The lead singer of the major label band, OK GO got an op-ed piece into the New York Times yesterday. A big up to them, seriously. OK GO is on the EMI label and narrowly escaped EMI’s forceful hand at putting DRM on their most recently-released album and have been doing some anti-DRM talk for some time. DRM stands for digital rights management and refers to any software or hardware that locks down digital content. DRM is supported by the DMCA, which was passed in Congress and says that anything that tries to break that lock is in violation of the copyright. Damian says,

“We are also the sort of band that hasn’t yet gotten the full attention of MTV and major commercial radio stations, so those college students are our only window onto the world. They are our best chance for success, and we desperately need them to be listening to us, talking about us, coming to our shows and yes, trading us.”
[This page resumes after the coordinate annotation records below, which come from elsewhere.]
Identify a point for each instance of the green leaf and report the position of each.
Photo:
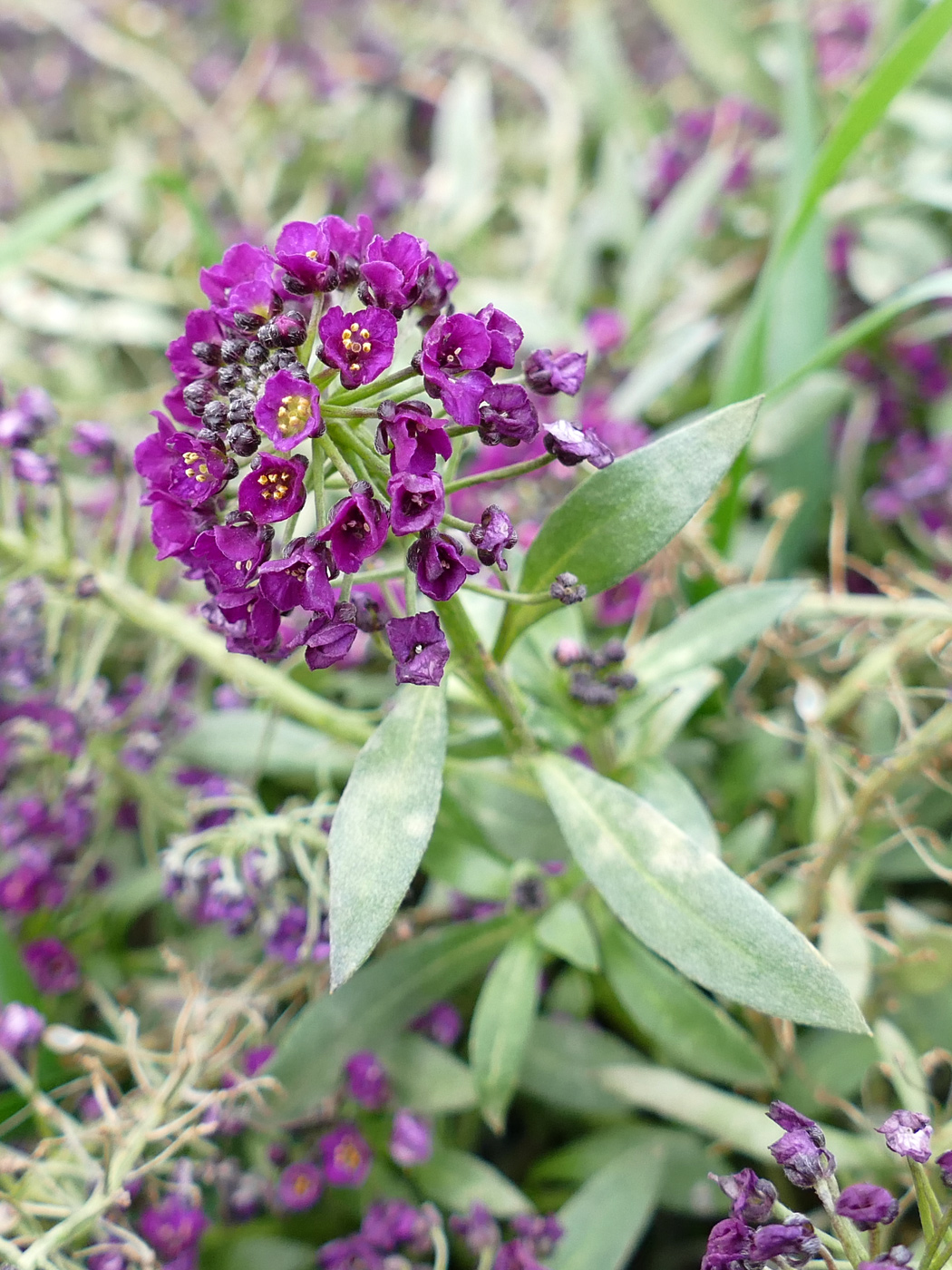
(457, 1180)
(624, 514)
(714, 630)
(44, 224)
(383, 825)
(692, 1031)
(427, 1077)
(687, 905)
(386, 997)
(565, 931)
(500, 1028)
(606, 1218)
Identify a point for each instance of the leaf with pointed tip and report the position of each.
(383, 825)
(622, 516)
(687, 904)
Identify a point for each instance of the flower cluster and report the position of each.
(256, 376)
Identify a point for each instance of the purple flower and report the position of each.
(801, 1158)
(410, 1139)
(492, 535)
(419, 648)
(412, 435)
(357, 529)
(793, 1240)
(367, 1081)
(395, 272)
(300, 578)
(173, 1227)
(441, 1022)
(288, 410)
(53, 967)
(752, 1197)
(416, 502)
(571, 444)
(908, 1133)
(346, 1156)
(548, 374)
(359, 346)
(300, 1187)
(275, 488)
(327, 640)
(727, 1245)
(867, 1206)
(440, 564)
(504, 336)
(21, 1028)
(507, 415)
(478, 1229)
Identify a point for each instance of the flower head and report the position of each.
(288, 410)
(346, 1156)
(300, 1187)
(908, 1133)
(359, 346)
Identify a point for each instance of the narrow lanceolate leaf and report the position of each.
(384, 823)
(689, 1029)
(500, 1028)
(687, 905)
(606, 1218)
(624, 514)
(377, 1005)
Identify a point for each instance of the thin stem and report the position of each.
(530, 465)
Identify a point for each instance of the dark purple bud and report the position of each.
(571, 444)
(795, 1240)
(492, 535)
(908, 1133)
(549, 375)
(801, 1159)
(419, 648)
(568, 590)
(752, 1197)
(867, 1206)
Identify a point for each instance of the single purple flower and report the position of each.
(288, 410)
(440, 564)
(571, 444)
(359, 346)
(300, 578)
(795, 1240)
(867, 1206)
(51, 965)
(416, 502)
(727, 1245)
(752, 1197)
(507, 415)
(395, 272)
(801, 1159)
(275, 488)
(346, 1156)
(21, 1028)
(367, 1080)
(173, 1227)
(327, 640)
(908, 1133)
(413, 438)
(410, 1139)
(300, 1187)
(548, 374)
(357, 529)
(491, 536)
(504, 336)
(419, 648)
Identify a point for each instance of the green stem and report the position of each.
(500, 473)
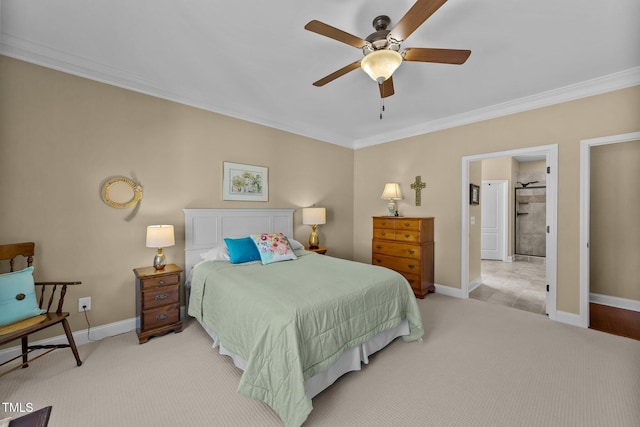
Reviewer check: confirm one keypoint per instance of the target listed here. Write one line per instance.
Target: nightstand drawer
(396, 249)
(165, 280)
(160, 296)
(407, 265)
(161, 316)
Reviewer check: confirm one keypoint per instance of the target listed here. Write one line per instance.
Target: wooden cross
(418, 186)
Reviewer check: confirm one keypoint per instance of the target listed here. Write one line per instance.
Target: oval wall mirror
(120, 192)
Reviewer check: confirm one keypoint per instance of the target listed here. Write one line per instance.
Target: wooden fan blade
(418, 13)
(334, 33)
(386, 88)
(442, 56)
(341, 72)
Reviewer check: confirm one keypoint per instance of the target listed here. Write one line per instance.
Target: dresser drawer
(150, 282)
(383, 222)
(160, 296)
(407, 265)
(384, 233)
(407, 224)
(161, 316)
(396, 249)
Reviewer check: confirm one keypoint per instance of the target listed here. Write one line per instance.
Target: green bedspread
(290, 320)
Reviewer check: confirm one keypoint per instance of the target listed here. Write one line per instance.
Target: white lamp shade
(160, 236)
(380, 64)
(391, 192)
(314, 216)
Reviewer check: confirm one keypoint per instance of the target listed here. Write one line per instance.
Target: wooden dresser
(405, 244)
(157, 301)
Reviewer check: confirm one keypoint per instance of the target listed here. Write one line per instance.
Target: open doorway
(513, 233)
(608, 230)
(543, 272)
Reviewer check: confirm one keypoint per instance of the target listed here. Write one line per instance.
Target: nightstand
(318, 251)
(157, 301)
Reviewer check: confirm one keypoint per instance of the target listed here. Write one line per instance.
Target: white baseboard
(449, 291)
(81, 337)
(475, 283)
(627, 304)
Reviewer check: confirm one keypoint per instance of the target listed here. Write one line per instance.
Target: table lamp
(314, 217)
(160, 236)
(392, 193)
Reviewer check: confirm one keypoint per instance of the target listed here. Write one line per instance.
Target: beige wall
(61, 136)
(437, 158)
(614, 239)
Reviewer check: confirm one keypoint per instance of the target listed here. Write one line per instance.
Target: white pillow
(295, 244)
(217, 253)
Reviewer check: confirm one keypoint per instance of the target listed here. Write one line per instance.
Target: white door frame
(551, 153)
(504, 214)
(585, 215)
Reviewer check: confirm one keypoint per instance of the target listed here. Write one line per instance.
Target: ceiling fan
(382, 49)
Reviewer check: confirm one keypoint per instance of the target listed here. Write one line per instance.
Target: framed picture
(474, 194)
(245, 182)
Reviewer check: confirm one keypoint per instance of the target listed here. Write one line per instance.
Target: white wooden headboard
(206, 228)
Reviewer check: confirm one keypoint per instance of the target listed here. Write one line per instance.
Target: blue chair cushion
(18, 297)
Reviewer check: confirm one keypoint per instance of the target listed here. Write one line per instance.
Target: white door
(493, 211)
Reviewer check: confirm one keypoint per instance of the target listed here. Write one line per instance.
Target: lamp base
(392, 208)
(160, 260)
(314, 240)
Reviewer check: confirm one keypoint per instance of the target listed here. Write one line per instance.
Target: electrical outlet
(84, 304)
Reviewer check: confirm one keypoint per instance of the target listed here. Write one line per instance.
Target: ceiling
(253, 59)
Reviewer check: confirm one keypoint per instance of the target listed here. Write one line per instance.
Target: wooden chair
(22, 329)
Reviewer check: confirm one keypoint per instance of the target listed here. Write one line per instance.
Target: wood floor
(613, 320)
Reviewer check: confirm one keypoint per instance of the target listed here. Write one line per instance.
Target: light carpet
(479, 365)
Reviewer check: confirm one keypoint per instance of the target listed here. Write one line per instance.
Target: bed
(295, 326)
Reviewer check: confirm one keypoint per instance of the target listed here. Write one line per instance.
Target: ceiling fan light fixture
(381, 64)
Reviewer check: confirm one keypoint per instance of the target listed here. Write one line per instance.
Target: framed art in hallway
(474, 194)
(245, 182)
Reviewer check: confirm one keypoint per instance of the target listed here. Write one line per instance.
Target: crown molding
(604, 84)
(82, 67)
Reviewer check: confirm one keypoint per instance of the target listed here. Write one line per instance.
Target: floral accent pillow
(273, 247)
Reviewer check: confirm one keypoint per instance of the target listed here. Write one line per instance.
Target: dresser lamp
(314, 217)
(392, 193)
(160, 236)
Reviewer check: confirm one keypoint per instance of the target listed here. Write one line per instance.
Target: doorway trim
(551, 154)
(585, 215)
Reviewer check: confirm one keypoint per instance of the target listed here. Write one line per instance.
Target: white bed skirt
(351, 360)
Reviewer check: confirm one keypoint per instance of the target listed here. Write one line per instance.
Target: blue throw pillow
(18, 297)
(242, 250)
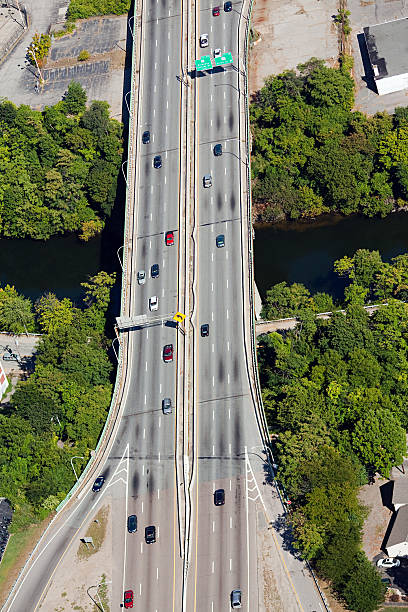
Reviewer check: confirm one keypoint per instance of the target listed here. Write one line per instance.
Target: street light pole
(72, 465)
(117, 253)
(36, 62)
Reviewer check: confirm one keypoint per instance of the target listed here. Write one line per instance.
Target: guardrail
(259, 401)
(124, 307)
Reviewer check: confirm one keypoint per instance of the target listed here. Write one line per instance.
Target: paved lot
(291, 33)
(366, 13)
(16, 82)
(102, 76)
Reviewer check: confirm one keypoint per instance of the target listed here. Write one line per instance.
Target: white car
(204, 40)
(154, 303)
(388, 562)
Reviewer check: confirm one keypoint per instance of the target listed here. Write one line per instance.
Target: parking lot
(291, 33)
(367, 13)
(5, 520)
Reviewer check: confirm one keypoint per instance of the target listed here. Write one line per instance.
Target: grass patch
(16, 553)
(96, 531)
(103, 595)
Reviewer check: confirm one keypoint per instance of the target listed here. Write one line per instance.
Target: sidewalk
(287, 580)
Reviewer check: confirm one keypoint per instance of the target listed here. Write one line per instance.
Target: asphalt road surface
(225, 554)
(140, 471)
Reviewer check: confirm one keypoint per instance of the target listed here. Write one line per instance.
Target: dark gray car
(132, 523)
(166, 405)
(236, 598)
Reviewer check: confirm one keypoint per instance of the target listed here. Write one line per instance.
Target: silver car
(154, 303)
(166, 405)
(204, 40)
(236, 599)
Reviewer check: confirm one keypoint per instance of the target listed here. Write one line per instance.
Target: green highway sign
(204, 63)
(225, 58)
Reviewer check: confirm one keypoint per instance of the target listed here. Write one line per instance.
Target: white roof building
(387, 46)
(397, 545)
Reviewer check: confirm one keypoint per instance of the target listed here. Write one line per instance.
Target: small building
(400, 493)
(397, 545)
(387, 46)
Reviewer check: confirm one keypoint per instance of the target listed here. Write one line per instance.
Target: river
(58, 265)
(305, 252)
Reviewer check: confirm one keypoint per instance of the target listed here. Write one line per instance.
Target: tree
(75, 98)
(98, 290)
(38, 49)
(379, 440)
(30, 403)
(53, 313)
(363, 591)
(284, 301)
(328, 87)
(96, 118)
(16, 313)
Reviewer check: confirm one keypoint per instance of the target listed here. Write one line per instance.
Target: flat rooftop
(387, 45)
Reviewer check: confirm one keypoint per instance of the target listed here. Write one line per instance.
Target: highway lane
(145, 439)
(225, 550)
(153, 571)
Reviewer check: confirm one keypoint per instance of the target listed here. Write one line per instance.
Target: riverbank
(301, 252)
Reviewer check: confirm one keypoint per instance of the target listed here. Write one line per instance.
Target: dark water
(305, 253)
(58, 265)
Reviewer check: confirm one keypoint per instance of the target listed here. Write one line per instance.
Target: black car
(220, 241)
(150, 534)
(219, 497)
(205, 330)
(98, 484)
(132, 523)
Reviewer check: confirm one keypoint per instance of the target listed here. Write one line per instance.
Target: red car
(128, 599)
(169, 238)
(168, 353)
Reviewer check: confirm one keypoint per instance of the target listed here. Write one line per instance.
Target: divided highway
(212, 437)
(225, 551)
(139, 470)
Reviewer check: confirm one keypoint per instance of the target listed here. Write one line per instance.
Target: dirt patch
(269, 593)
(89, 580)
(18, 549)
(115, 57)
(378, 518)
(96, 531)
(308, 22)
(334, 604)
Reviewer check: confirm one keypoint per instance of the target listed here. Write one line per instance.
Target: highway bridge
(165, 468)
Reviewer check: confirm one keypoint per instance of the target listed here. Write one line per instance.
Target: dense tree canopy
(336, 395)
(311, 154)
(58, 168)
(82, 9)
(60, 410)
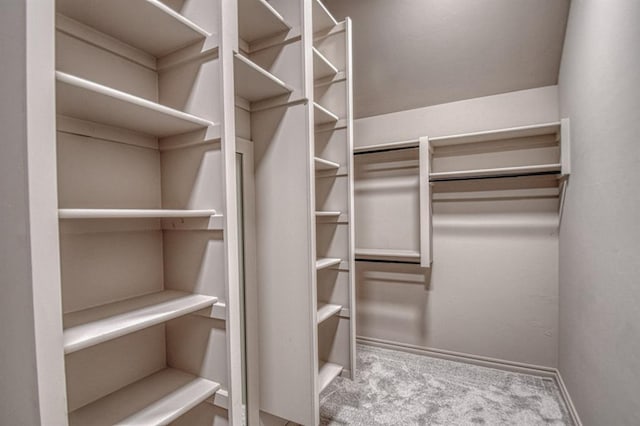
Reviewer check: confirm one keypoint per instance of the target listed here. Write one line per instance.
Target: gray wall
(493, 290)
(19, 403)
(599, 352)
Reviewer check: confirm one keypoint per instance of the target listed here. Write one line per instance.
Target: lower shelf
(327, 310)
(96, 325)
(157, 399)
(327, 373)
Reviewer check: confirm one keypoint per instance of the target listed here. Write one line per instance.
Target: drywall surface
(493, 288)
(599, 352)
(414, 53)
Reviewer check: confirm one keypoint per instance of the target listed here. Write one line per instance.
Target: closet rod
(405, 262)
(513, 175)
(372, 151)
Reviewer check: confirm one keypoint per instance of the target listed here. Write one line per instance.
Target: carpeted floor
(398, 388)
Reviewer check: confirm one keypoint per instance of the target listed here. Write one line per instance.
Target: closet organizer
(527, 161)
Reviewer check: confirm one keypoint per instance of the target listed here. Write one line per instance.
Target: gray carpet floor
(399, 388)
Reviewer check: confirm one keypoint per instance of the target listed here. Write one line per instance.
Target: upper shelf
(155, 400)
(131, 213)
(496, 172)
(322, 68)
(327, 310)
(387, 254)
(257, 19)
(496, 135)
(321, 115)
(253, 83)
(96, 325)
(327, 262)
(148, 25)
(322, 18)
(86, 100)
(322, 164)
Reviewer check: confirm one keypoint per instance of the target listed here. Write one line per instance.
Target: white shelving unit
(157, 399)
(144, 155)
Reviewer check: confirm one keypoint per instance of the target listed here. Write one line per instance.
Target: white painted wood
(327, 310)
(257, 19)
(149, 25)
(565, 146)
(327, 262)
(498, 134)
(322, 67)
(322, 164)
(85, 100)
(253, 83)
(498, 171)
(96, 325)
(387, 254)
(327, 213)
(130, 213)
(322, 18)
(321, 115)
(426, 211)
(89, 34)
(154, 400)
(327, 373)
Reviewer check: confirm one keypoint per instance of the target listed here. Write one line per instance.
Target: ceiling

The op-ed is an interesting read and gives a good run-down of why DRM is bad for small but majorly signed bands like theirs. Bands in this limbo zone often have a hard time making enough record sales to make a profit over and above the amount they owe to their label. So, there are two major issues involved here:

1a. Small major bands have a tough time making it and find themselves choosing between a rock and a hard place.

1b. Bands that are signed to major labels but aren’t big enough to survive without more radio play need some other form of play. (Read producer, Albini’s expose on the industry and small bands.)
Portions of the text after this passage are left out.